Wer sind Polly & Bob? Diese Frage werden sich in den letzten Monaten wohl schon einige Berliner gestellt haben. Denn in der ganzen Stadt finden sich Plakate, Aufkleber und Medienberichte über das ominöse Duo. Polly ist Mutter, alleinerziehend, Sängerin in einer Band. Bob kommt aus Pennsylvania, lebt in einer WG und ist jetzt Designer. Beide leben in Berlin. Beide haben ihre Namen dem Projekt „Polly & Bob“ gegeben. Und beide sind frei erfunden.
„Polly und Bob sind Nachbarn, die herausgefunden haben, dass es sich lohnt, sich Zeit füreinander zu nehmen“, erklärt Volker Siems, der Gründer des Nachbarschaftsnetzwerkes „Polly & Bob“. Dieses hat zum Ziel, das Zusammenleben in der Nachbarschaft zu verbessern. „Ich wollte es erst anders nennen, zum Beispiel ‚Bob der Bieber‘. Das hat aber nichts mit der Geschichte zu tun. Und meine Frau meinte, da müsse unbedingt noch eine Frau rein.“
Das Netzwerk existiert seit Juli 2013 und hat seinen Ursprung in Friedrichshain. Bekannt wurde es vor allem mit der Aktion „Die Nacht der singenden Balkone“. Über 30 Friedrichshainer Balkone haben an dieser Aktion im November teilgenommen, bei der unbekannte Künstler musiziert, geschauspielert und vorgetragen haben. Andere Events folgten, wie zum Beispiel das „Running Dinner“, bei dem Nachbarn für Nachbarn kochten, oder die „Kiez-Weihnacht“, bei der jeder Gast darum gebeten wurde, ein Wichtelgeschenk mitzubringen.

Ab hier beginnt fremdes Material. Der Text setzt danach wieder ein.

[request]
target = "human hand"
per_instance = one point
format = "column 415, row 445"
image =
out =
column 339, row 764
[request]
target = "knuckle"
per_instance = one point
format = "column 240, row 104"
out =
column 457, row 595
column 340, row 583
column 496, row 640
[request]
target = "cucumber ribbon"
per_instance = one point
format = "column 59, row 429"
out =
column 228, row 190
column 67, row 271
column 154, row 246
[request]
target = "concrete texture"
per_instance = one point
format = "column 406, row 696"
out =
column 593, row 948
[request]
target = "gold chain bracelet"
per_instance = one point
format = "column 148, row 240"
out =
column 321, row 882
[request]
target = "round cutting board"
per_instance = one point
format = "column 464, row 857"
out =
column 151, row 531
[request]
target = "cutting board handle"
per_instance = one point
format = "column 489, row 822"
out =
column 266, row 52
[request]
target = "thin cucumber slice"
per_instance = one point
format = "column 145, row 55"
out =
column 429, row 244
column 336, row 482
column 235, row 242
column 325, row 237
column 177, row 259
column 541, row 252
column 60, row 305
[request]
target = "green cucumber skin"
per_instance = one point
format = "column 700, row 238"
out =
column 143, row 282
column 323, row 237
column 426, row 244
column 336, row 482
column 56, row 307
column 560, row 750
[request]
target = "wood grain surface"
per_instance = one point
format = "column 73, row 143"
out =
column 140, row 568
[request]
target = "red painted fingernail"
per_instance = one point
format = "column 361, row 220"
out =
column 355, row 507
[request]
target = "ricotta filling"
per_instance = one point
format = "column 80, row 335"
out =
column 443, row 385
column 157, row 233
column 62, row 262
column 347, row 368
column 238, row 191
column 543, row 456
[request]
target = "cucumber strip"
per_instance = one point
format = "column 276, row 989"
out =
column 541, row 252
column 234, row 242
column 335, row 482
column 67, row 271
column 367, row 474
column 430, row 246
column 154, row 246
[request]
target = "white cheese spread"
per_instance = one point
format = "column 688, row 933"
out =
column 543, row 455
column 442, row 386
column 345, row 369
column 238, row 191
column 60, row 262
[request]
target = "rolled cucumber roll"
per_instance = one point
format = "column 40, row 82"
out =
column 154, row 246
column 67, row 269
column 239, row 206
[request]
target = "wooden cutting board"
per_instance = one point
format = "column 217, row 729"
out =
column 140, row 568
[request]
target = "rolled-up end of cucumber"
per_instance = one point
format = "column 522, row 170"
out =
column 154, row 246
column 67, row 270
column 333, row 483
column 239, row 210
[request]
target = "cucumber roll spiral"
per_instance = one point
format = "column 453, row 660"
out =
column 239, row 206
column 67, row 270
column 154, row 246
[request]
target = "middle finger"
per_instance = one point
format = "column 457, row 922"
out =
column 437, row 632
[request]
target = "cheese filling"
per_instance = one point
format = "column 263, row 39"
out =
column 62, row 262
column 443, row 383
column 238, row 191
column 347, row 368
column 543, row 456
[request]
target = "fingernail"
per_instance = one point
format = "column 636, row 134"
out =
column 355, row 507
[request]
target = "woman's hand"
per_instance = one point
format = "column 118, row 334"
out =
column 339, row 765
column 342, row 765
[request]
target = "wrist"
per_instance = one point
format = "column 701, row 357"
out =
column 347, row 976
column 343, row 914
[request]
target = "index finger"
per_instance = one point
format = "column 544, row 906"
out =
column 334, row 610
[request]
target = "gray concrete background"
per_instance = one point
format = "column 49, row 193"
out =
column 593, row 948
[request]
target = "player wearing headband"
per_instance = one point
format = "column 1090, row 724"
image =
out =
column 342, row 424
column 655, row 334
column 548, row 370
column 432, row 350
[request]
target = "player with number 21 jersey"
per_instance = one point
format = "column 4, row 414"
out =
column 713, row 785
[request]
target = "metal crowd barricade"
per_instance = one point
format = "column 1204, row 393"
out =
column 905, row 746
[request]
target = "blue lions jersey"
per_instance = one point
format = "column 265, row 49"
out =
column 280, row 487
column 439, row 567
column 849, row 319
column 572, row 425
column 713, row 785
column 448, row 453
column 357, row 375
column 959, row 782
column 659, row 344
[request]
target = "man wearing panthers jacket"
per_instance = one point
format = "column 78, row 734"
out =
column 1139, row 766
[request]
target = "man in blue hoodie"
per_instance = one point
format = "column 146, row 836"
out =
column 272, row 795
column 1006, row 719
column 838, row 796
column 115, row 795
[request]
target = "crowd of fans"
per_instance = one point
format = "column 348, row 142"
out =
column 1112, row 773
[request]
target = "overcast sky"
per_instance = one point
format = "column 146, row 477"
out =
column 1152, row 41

Hinter „Polly & Bob“ versteckt sich die große Frage: Wie wollen wir in einer Gesellschaft leben, die komplett vom Geld abhängig ist? Entsprechend der Philosophie der „Collaborative Consumption Economy“, also eines Wirtschaftssystems, das auf kollaborativen Konsum setzt, wird auf der Homepage alles Mögliche geteilt: von Carsharing über kostenfreie Tai-Chi-Treffen bis hin zum Angebot „Mietertreffen Friedrichshain“ ist alles zu finden. Mit „Polly & Bob“ hat Volker Siems versucht eine Plattform aufzubauen, bei der es, neben dem wirtschaftlichen Aspekt, vor allem um Nachbarschaft geht: „Ich denke, was uns Menschen ausmacht, ist, dass man mit anderen Menschen zusammenkommt. Das geht uns jedoch zunehmend verloren. Wir laufen schnell zur Arbeit und wieder nach Hause, wo wir im Internet rumhängen, und versuchen immer alles mit Geld zu lösen. „Polly & Bob“ möchte einen Gegenpol dazu bilden und einen Anreiz schaffen, wieder zusammenzukommen.“ Kurz gefasst: Online verabreden, offline treffen.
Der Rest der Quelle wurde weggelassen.